Medicamento sujeito a receita médica

FOLHETO INFORMATIVO

rodermil®
Metronidazol
Emulsão cutânea

COMPOSIÇÃO:
Metronidazol a 10 mg/g.

APRESENTAÇÃO:
Bisnagas com 30 g de emulsão cutânea.

ACTIVIDADE:
Desconhece-se o seu mecanismo de acção na rosácea, mas aparentemente não está relacionado com o seu efeito antiparasitário.
Em aplicação tópica o metronidazol pode ter um efeito antioxidante. Tem-se verificado que reduz significativamente as concentrações dos neutrófilos das espécies produtoras de oxigénio, radicais hidroxilo e peróxido de hidrogénio, que são potentes oxidantes capazes de provocar injúrias dos tecidos no local da inflamação. O metronidazol tópico pode ter também um efeito nas funções dos neutrófilos celulares parcialmente atribuídas a um efeito anti-inflamatório directo.

TITULAR DE AUTORIZAÇÃO DE INTRODUÇÃO NO MERCADO:
Laboratório Edol – Produtos Farmacêuticos, S.A.
Av. 25 de Abril, 6-6A
2795-225 Linda-a-Velha
Portugal

INDICAÇÕES TERAPÊUTICAS:
O Rodermil está indicado no tratamento das pápulas inflamadas, pústulas e eritema da rosácea.

CONTRA-INDICAÇÕES:
Hipersensibilidade ao metronidazol ou a outros componentes da formulação.

EFEITOS SECUNDÁRIOS:
Tem-se referido lacrimação aumentada quando do emprego do fármaco muito perto da região peri-ocular.

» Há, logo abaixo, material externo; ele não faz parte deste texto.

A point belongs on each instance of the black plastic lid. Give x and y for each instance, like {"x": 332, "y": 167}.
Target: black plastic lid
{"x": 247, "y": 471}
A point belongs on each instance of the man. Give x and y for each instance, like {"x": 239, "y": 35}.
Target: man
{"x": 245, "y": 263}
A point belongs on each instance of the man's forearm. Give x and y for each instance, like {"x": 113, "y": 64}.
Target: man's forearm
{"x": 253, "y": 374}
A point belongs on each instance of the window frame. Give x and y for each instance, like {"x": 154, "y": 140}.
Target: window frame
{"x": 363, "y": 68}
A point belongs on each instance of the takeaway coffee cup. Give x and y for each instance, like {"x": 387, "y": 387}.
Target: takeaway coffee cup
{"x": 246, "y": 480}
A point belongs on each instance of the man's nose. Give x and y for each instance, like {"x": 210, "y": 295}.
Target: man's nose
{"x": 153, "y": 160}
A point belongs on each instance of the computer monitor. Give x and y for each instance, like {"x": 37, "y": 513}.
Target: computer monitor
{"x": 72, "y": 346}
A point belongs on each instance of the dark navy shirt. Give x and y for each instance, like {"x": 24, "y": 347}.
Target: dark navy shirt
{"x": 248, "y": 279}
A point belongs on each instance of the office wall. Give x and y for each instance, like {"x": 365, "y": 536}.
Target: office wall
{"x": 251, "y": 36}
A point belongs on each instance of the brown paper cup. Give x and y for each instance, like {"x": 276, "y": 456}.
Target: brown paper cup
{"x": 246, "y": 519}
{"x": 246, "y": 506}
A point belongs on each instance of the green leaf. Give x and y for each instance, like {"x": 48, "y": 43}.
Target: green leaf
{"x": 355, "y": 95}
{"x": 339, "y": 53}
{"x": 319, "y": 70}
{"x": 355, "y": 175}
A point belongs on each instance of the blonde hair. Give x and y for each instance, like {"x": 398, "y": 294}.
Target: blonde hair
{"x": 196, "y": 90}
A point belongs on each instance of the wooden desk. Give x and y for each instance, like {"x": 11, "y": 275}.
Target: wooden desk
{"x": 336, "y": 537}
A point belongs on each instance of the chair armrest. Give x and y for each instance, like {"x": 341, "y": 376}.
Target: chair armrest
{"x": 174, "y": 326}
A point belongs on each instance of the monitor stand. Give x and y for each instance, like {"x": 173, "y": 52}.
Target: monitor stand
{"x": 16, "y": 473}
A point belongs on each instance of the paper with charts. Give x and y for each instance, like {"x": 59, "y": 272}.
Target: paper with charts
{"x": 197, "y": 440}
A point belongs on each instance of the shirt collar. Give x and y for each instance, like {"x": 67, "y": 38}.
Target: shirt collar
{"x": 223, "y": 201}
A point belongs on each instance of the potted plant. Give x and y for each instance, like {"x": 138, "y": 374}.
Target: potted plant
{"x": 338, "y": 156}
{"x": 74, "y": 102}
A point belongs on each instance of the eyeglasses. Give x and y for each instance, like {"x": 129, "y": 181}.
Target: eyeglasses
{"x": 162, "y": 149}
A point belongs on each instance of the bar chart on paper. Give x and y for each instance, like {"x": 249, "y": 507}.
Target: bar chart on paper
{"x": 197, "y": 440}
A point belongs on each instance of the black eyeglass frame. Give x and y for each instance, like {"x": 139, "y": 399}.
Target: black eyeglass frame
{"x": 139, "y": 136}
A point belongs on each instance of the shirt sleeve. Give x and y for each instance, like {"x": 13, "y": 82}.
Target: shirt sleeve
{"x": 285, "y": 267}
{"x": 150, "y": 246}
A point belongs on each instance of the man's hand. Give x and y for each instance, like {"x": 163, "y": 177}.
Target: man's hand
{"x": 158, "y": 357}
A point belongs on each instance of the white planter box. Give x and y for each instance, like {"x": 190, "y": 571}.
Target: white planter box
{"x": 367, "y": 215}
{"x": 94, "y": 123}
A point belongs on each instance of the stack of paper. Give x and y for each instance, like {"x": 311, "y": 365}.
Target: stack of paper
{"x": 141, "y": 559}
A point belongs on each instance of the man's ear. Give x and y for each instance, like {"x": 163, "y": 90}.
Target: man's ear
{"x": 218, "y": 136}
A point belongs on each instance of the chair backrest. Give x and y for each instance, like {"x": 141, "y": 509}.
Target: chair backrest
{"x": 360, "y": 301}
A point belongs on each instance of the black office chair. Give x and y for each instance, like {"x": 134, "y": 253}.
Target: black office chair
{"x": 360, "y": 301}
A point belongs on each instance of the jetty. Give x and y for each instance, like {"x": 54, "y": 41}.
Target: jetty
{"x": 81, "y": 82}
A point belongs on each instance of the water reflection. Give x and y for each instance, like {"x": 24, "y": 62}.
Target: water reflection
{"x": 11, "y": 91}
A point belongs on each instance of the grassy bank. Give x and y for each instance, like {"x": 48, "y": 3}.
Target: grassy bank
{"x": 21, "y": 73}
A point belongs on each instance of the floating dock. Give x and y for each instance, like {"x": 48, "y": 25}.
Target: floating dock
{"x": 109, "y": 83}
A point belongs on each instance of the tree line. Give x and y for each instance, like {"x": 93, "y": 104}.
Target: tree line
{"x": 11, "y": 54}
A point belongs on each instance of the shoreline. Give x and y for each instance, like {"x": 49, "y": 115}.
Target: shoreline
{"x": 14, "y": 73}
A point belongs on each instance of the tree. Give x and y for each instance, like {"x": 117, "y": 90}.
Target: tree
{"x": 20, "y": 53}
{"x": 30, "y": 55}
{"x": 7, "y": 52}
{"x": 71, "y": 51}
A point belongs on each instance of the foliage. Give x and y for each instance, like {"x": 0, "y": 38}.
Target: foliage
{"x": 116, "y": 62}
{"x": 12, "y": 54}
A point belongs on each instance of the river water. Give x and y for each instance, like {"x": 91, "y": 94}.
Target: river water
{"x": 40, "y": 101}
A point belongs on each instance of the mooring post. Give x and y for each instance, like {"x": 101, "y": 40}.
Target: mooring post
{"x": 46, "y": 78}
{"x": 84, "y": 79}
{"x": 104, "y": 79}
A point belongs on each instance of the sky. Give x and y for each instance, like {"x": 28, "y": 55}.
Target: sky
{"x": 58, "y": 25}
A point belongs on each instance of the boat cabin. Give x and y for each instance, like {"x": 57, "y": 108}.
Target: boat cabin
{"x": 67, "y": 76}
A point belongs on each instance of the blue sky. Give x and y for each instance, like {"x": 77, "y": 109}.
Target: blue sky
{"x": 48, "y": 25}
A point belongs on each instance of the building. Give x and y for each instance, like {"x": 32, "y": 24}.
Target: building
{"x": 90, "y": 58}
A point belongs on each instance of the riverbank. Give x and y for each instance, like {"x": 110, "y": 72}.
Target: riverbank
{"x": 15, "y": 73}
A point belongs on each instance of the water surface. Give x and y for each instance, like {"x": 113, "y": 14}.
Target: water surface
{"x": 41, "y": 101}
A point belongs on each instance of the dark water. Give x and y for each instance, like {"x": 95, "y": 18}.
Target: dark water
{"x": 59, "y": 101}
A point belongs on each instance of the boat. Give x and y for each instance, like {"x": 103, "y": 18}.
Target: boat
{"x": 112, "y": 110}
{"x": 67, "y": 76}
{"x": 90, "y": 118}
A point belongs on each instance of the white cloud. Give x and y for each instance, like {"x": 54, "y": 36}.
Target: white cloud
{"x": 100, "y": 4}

Também se tem verificado vermelhidão passageira na pele, secura moderada, ardor e irritação dérmica.

INTERACÇÕES MEDICAMENTOSAS:
São pouco prováveis com o emprego tópico do fármaco mas o médico assistente deverá ter presente uma possível interacção nos pacientes sob tratamento anticoagulante.

PRECAUÇÕES ESPECIAIS DE UTILIZAÇÃO:
Deverá ter-se extremo cuidado quando da aplicação junto do globo ocular evitando-se o contacto com os olhos.
Se surgir alguma irritação local proveniente do seu emprego deverá suspender-se de imediato o tratamento e consultar-se o médico assistente.
Rodermil contém álcool cetoestearílico emulsionante (tipo A), propilenoglicol e para-hidroxibenzoato de metilo sódico e para-hidroxibenzoato de propilo sódico:
– O álcool cetoestearílico emulsionante (tipo A) pode causar reações cutâneas locais (por exemplo dermatite de contacto).
– O propilenoglicol pode causar irritação cutânea.
– O para-hidroxibenzoato de metilo sódico e o para-hidroxibenzoato de propilo sódico podem causar reações alérgicas (possivelmente retardadas).

EFEITOS EM MULHERES GRÁVIDAS OU EM PERÍODO DE ALEITAMENTO E CRIANÇAS
Evitar este tratamento em mulheres grávidas ou em período de amamentação, a não ser que seja estritamente necessário.
Porque não há experiência com este tratamento em crianças, deverá evitar-se o seu emprego em doentes com idade inferior a 10 anos.

EXCIPIENTES:
Rodermil emulsão cutânea: álcool cetoestearílico emulsionante (tipo A), octildodecanol, propilenoglicol (E1520), carbómero 941, para-hidroxibenzoato de metilo sódico, para-hidroxibenzoato de propilo sódico, ácido cítrico mono-hidratado, hidróxido de sódio e água altamente purificada.

POSOLOGIA, MODO E VIA DE ADMINISTRAÇÃO:
Aplicar duas vezes ao dia, sob a forma de camada fina que deverá recobrir toda a área afectada, a qual foi previamente limpa com leite de limpeza.

AVISOS:
– Um medicamento destina-se ao tratamento de uma situação objectiva. Para tal deverão cumprir-se escrupulosamente as indicações médicas;
– Aconselha-se o utente a comunicar ao seu médico ou farmacêutico a detecção de efeitos indesejáveis que não constam deste folheto;
– Deve verificar-se sempre o prazo de validade impresso na embalagem exterior;
– Não conservar acima de 25ºC;
– Tratando-se de um produto para uso exclusivamente cutâneo, à sua embalagem não deve ser dada qualquer outra utilização;
– Como todos os medicamentos, este deve ser mantido fora do alcance e da vista das crianças.

Data da revisão deste folheto: Abril de 2016.